Eric Böss, head of derivatives at Allianz Global Investors, says: “There are too many differences between equities and fixed income to impose the same solution to unbundling on both markets. Equities is a commission-yielding business with relatively high research costs, while fixed income is spread based and has comparatively low research costs. As such, research payments is a second-tier issue in the fixed income market, and one that may require a different approach by regulators.”
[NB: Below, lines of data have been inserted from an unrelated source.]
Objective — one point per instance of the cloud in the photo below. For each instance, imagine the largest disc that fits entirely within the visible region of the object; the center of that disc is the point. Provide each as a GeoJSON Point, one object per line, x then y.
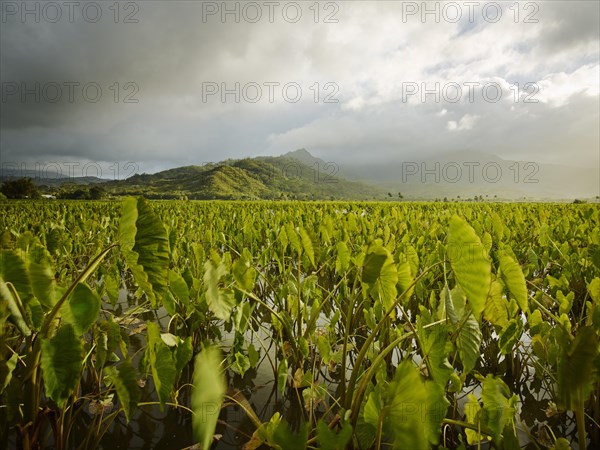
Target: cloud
{"type": "Point", "coordinates": [355, 77]}
{"type": "Point", "coordinates": [466, 122]}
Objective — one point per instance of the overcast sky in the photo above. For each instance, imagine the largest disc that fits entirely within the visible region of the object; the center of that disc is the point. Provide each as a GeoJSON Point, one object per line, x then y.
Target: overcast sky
{"type": "Point", "coordinates": [345, 80]}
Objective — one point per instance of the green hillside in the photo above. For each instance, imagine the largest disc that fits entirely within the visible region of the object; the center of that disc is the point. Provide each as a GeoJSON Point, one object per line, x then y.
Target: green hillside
{"type": "Point", "coordinates": [282, 177]}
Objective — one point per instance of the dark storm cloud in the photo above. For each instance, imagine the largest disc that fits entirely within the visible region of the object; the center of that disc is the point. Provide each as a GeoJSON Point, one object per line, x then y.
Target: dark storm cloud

MiFID II’s rules on research payments might represent the culmination of a decade-long evolution toward a more transparent process on equity desks, but for credit it is more of a leap in the dark. “While commission-sharing agreements (CSAs) are well established in equities, this is not a process predominantly used in the FX, rates and credit world,” says UBS’ Finlayson.
“As such clients are having to assess their use of research and the value they ascribe to it for the first time. We’re working with clients to develop a framework for their use of research that can be used under MiFID II, which may require the creation of research payment accounts or the use of enhanced CSAs, depending on what is set out in the European Commission’s Delegated Acts and how NCAs interpret the requirements.”